It’s been a week of heavy hitters and high stakes.
From a major US fund manager doubling down on Singapore Telecommunications Limited (SGX: Z74) to Oversea-Chinese Banking Corporation Limited (SGX: O39) fortifying the trade bridge between Australia and Southeast Asia, Singapore’s blue chips are making strategic power moves.
Meanwhile, all eyes are on Beijing as the Trump-Xi Summit kicks off, with giants like NVIDIA Corporation (NASDAQ: NVDA) and Tesla, Inc. (NASDAQ: TSLA) watching closely.
These milestones could carry meaningful implications for investors.
Trump and Xi Open High-Stakes Beijing Summit
US President Donald Trump and Chinese President Xi Jinping commenced a two-day summit in Beijing on 14 May 2026, the first visit by a sitting US president to the Chinese capital in nearly a decade.
Trade, tariffs, Taiwan, Iran, and artificial intelligence are all expected to feature on the agenda.
The summit follows a turbulent year in US-China relations that saw sweeping tariffs and retaliatory levies exceed 100% before a trade truce was reached in October 2025.
Analysts expect the most tangible outcomes to include an extension of that tariff truce and renewed Chinese purchases of US agricultural products and The Boeing Company (NYSE: BA) aircraft.
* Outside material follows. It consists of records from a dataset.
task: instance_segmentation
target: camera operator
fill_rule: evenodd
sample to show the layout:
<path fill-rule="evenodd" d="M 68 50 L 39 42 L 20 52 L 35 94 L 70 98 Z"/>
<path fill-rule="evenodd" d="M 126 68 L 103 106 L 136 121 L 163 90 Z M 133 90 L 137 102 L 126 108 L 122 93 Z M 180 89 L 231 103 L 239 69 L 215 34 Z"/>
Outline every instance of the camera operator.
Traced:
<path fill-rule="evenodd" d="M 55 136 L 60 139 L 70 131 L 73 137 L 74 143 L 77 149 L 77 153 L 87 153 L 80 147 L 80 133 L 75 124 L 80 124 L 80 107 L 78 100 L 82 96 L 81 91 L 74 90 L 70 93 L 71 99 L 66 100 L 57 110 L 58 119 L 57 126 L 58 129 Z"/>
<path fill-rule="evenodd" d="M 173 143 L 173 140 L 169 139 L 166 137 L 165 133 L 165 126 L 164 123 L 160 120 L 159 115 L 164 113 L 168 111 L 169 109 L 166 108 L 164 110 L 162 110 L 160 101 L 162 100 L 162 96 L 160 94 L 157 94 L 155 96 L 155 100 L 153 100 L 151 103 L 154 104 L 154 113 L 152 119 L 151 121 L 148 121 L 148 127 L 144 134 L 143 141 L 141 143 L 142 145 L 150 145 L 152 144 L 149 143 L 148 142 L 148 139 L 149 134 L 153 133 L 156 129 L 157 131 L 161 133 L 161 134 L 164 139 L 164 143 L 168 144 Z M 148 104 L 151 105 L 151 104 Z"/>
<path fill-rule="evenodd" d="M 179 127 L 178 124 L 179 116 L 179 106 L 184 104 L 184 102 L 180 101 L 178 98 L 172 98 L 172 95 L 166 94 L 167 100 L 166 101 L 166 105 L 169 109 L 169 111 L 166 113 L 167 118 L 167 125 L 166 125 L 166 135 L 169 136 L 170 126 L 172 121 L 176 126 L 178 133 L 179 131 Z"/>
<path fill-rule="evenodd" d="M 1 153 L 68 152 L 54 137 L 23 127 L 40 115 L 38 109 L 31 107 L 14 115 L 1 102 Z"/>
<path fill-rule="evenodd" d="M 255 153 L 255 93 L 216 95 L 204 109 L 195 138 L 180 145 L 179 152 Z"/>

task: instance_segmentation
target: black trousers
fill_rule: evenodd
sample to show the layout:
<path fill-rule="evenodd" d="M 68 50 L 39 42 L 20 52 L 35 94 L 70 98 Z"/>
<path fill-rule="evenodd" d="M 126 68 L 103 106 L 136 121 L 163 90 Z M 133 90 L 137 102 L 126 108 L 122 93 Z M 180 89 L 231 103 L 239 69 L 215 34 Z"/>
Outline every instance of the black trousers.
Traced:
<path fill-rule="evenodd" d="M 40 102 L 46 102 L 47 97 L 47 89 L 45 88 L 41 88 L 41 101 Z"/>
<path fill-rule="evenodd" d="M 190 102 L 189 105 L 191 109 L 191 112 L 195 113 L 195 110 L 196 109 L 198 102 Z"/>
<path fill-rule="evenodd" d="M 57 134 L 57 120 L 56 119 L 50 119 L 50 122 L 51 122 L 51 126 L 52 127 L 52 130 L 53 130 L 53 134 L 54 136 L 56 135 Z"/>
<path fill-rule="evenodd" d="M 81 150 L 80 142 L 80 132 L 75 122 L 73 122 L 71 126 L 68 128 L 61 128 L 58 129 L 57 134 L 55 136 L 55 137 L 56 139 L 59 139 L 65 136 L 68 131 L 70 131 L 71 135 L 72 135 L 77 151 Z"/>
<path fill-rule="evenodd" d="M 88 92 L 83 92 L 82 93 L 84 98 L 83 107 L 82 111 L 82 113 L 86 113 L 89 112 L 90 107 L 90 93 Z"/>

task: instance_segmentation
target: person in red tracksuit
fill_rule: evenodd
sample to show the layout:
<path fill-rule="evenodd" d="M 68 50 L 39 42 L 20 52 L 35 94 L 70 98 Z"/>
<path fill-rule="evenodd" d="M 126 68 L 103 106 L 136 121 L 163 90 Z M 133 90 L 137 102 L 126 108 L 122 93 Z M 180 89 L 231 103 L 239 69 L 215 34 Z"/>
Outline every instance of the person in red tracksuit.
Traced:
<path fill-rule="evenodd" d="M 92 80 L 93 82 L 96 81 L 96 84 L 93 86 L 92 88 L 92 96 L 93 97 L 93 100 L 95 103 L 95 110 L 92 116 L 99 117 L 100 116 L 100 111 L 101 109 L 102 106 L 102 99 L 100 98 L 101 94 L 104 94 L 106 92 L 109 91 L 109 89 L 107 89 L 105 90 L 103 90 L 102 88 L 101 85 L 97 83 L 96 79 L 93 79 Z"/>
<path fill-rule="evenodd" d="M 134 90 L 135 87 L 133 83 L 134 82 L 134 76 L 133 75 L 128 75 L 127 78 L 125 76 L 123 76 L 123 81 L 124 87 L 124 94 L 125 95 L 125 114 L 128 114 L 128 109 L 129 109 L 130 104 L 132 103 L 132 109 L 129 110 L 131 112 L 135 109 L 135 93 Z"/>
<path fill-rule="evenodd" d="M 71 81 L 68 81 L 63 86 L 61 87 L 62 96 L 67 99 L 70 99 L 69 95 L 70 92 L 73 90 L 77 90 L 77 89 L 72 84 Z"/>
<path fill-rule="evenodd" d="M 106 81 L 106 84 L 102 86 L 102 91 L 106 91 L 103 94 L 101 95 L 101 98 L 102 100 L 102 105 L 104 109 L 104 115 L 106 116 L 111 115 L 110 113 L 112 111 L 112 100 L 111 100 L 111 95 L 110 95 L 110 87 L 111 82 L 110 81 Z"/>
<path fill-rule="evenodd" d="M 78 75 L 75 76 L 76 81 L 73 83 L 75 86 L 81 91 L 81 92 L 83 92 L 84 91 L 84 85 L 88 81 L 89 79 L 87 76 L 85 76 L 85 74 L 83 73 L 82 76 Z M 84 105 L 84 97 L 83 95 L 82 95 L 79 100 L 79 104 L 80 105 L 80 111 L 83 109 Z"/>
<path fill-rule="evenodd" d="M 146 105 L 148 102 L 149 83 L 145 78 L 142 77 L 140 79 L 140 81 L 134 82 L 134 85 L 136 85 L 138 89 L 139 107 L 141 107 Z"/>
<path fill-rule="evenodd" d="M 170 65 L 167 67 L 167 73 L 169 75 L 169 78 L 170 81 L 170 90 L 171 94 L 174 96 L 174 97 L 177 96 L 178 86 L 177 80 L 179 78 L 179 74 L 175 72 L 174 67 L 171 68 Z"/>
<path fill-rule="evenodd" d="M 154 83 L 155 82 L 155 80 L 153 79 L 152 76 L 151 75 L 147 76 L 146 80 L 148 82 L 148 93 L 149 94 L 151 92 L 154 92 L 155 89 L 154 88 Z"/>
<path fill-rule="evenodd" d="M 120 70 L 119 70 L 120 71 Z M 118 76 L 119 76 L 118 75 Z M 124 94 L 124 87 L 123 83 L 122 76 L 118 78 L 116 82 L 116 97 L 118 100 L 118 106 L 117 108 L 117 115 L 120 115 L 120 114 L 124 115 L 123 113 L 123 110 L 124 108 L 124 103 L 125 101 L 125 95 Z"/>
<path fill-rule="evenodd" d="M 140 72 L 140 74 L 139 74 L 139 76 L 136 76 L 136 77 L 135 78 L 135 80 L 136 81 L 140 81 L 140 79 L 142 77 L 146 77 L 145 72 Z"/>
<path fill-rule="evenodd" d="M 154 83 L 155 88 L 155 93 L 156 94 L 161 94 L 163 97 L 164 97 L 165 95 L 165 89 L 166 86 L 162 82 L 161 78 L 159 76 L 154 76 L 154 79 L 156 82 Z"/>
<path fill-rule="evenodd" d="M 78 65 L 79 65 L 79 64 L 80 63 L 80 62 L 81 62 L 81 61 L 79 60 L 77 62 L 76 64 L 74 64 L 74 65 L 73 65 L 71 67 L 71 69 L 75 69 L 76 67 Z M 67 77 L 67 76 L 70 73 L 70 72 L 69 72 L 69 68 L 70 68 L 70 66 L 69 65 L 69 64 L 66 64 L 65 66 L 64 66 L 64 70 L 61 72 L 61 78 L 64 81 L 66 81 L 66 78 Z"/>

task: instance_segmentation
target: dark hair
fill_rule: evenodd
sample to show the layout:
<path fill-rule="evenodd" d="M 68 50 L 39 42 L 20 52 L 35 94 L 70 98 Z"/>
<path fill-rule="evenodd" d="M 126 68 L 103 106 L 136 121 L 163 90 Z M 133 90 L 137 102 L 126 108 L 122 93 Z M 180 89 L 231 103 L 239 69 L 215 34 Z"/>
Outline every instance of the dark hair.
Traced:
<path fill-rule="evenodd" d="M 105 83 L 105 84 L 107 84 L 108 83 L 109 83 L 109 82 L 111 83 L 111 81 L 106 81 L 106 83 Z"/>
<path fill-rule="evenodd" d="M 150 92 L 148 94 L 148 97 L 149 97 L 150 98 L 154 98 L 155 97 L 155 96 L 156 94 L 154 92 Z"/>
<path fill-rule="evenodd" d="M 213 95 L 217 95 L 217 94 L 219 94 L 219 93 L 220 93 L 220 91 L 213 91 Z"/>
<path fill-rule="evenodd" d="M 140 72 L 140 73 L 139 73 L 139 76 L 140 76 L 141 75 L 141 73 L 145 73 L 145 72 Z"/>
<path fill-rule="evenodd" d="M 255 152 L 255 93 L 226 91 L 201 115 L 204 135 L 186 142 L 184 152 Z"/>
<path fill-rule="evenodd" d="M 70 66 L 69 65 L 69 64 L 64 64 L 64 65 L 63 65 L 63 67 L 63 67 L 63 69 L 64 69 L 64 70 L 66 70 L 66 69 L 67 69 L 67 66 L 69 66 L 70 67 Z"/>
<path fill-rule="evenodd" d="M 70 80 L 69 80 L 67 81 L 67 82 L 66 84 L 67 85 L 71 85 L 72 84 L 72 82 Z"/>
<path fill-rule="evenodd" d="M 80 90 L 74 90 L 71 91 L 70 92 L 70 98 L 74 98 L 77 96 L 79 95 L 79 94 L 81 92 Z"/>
A high-profile delegation of US business leaders, including NVIDIA CEO Jensen Huang and Tesla CEO Elon Musk, accompanied Trump to the summit.
For investors, the meeting carries significant implications for global supply chains, rare earth exports, and the broader direction of the world’s two largest economies.
Capital Group Emerges as Substantial Singtel Shareholder
US asset manager Capital Group has crossed the 5% ownership threshold in Singapore Telecommunications (Singtel), triggering a substantial shareholder filing with the SGX.
In a filing dated 8 May, Singtel disclosed that Capital Group had purchased 19.3 million shares on 6 May at an average price of S$4.67 per share, compared with the stock’s March closing high of S$5.21.
The purchases brought Capital Group’s total stake to approximately 838 million shares, or 5.1%, making it likely the second-largest shareholder after Temasek Holdings, which holds just over 50%.
The timing is notable as it comes ahead of Singtel’s full-year results announcement on 21 May and approximately a month before holders of Singtel’s Special Discounted Shares (SDS) become eligible to transfer and sell their shares for cash.
As of 7 May 2026, around 83,000 or 13% of the 615,000 SDS shareholders had already sold their shares.
Singtel closed at S$4.69 on 8 May, up 2.4% year to date.